“Over the past weeks, the security situation in eastern DRC has deteriorated dramatically”, said Special Representative Bintou Keita, noting that since October, the M23 rebel group had resumed hostilities and extended its control in North Kivu province.
In response, MONUSCO has continued to provide operational, logistical, and tactical support both to the Congolese armed forces and national police in confronting M23 and other armed groups.
Robust patrols have been conducted in and around Goma to protect civilians and deter M23 from advancing further towards the city, she said.
And the Mission added more community alert networks in vulnerable areas.
The MONUSCO chief described “gravely concerning” allegations of human rights abuses by M23 combatants in Kishishe and Bambo, Rutshuru territory, and in North Kivu, in which at least 102 men, 17 women and 12 children were “either shot dead or killed by bladed weapons”.

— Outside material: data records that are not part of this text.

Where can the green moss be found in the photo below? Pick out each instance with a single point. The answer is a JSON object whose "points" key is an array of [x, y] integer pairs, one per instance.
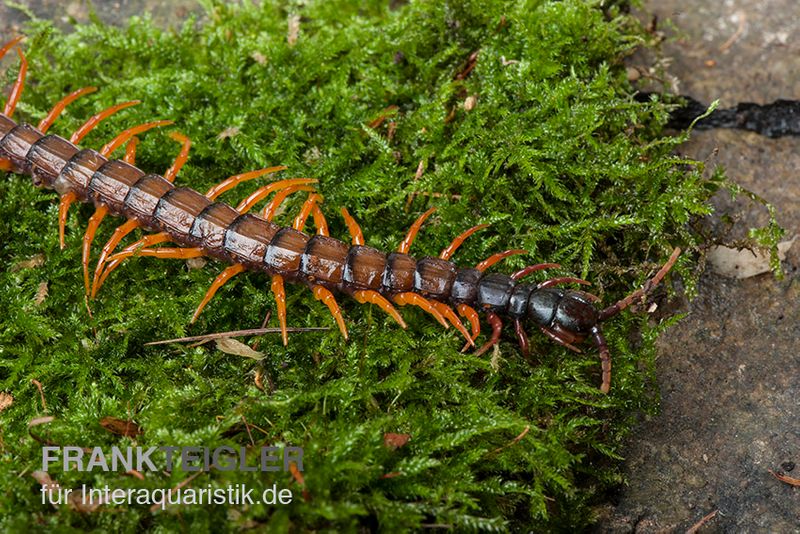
{"points": [[556, 155]]}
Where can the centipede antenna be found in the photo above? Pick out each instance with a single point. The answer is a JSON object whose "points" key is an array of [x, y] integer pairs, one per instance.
{"points": [[319, 220], [448, 314], [373, 297], [19, 85]]}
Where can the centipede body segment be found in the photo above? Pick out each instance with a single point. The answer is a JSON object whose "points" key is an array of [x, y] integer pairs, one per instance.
{"points": [[200, 225]]}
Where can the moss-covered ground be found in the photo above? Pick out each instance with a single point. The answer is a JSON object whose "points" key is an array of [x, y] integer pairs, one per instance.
{"points": [[542, 138]]}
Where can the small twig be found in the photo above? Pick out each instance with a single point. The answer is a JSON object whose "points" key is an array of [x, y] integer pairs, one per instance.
{"points": [[238, 333], [41, 392], [694, 528], [783, 478]]}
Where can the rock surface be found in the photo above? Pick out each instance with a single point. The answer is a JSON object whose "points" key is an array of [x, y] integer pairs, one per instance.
{"points": [[729, 373]]}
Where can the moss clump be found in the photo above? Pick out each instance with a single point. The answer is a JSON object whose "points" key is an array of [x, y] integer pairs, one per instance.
{"points": [[552, 150]]}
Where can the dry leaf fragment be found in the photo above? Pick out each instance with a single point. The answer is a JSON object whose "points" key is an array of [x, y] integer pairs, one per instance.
{"points": [[237, 348], [6, 400], [120, 427], [743, 263], [392, 440]]}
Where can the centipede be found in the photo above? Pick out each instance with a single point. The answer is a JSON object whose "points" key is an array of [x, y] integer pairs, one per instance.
{"points": [[198, 225]]}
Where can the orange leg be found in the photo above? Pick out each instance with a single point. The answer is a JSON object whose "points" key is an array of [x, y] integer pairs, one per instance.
{"points": [[305, 211], [175, 253], [280, 303], [270, 210], [373, 297], [448, 314], [263, 192], [327, 298], [233, 181], [48, 121], [412, 232], [126, 135], [19, 85], [222, 277], [102, 211], [129, 226], [319, 220], [94, 120], [63, 207], [416, 300], [458, 241], [115, 260], [491, 260], [181, 158], [121, 231], [353, 227], [88, 237]]}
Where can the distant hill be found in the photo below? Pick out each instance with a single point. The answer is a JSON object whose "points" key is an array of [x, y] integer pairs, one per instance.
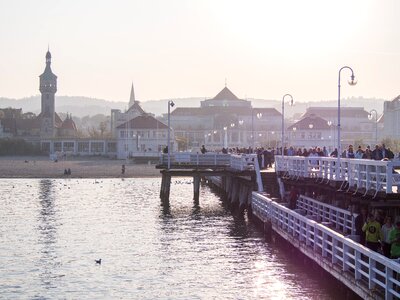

Moreover, she continued, M23 combatants raped at least 22 women, destroyed four schools and occupied two others.
“I call on this Council to condemn these crimes with the utmost severity…[and] demand the immediate release of the survivors that were prevented from leaving the area by the M23”, she underscored.
“Those responsible for these and other atrocities against the civilian population must be prosecuted nationally or internationally”.
Crimes impact UN operations
The deteriorating security situation also poses risks for MONUSCO operations.
The senior UN official referred to an armed attack on the Mission’s base in Minembwe, South Kivu, that took the life of a peacekeeper in September.
“I condemn this attack, the perpetrators of which must be prosecuted with the greatest firmness”, she spelled out.
Ongoing humanitarian crisis
Ms. Keita cited armed groups as a major reason why DRC hosts the highest number of internally displaced persons in Africa.
“An estimated additional 370,000 people have been uprooted and forced from their homes in the latest round of hostilities, involving the M23”, she continued, adding that inter-communal violence in the western provinces have also led to the displacement of over 50,000, mostly women and children.
“In this dangerous environment, and despite persistent access constraints…humanitarian actors continue to deliver indispensable aid and lifesaving services”, the MONUSCO chief continued, urging partners to “actively continue supporting” the Humanitarian Response and North Kivu response plans.
Diplomacy at work
The senior UN official updated on intensified regional initiatives supporting the Luanda Roadmap as well as progress made in the context of the Nairobi Process.
“Since April 2022, the Mission has provided political, technical, and logistical support to the joint DRC-Kenya Secretariat” to hold consultations between the Government and Congolese armed groups, she said.
Ms. Keita informed the ambassadors of a Mini Summit held last month in Luanda, during which an agreement was made on measures to address the situation in eastern DRC that envisions an operational role for MONUSCO, in coordination with the East African Community (EAC) Regional Force and the ad hoc verification mechanism.
“First and foremost, the M23 must cease all hostilities and withdraw from occupied areas in accordance with the roadmap set out in the Final Communiqué of the Luanda Mini Summit”, she said, adding that the DRC Government had formally requested MONUSCO’s involvement in implementing the communiqué.
“I reiterate the Mission’s readiness to leverage the capabilities at its disposal in support of the regional peace initiatives underway…[and] look forward to engaging further with the DRC Government and regional partners to define the Mission’s role in efforts to translate the decisions taken in the framework of the Luanda and Nairobi into reality on the ground”, she concluded.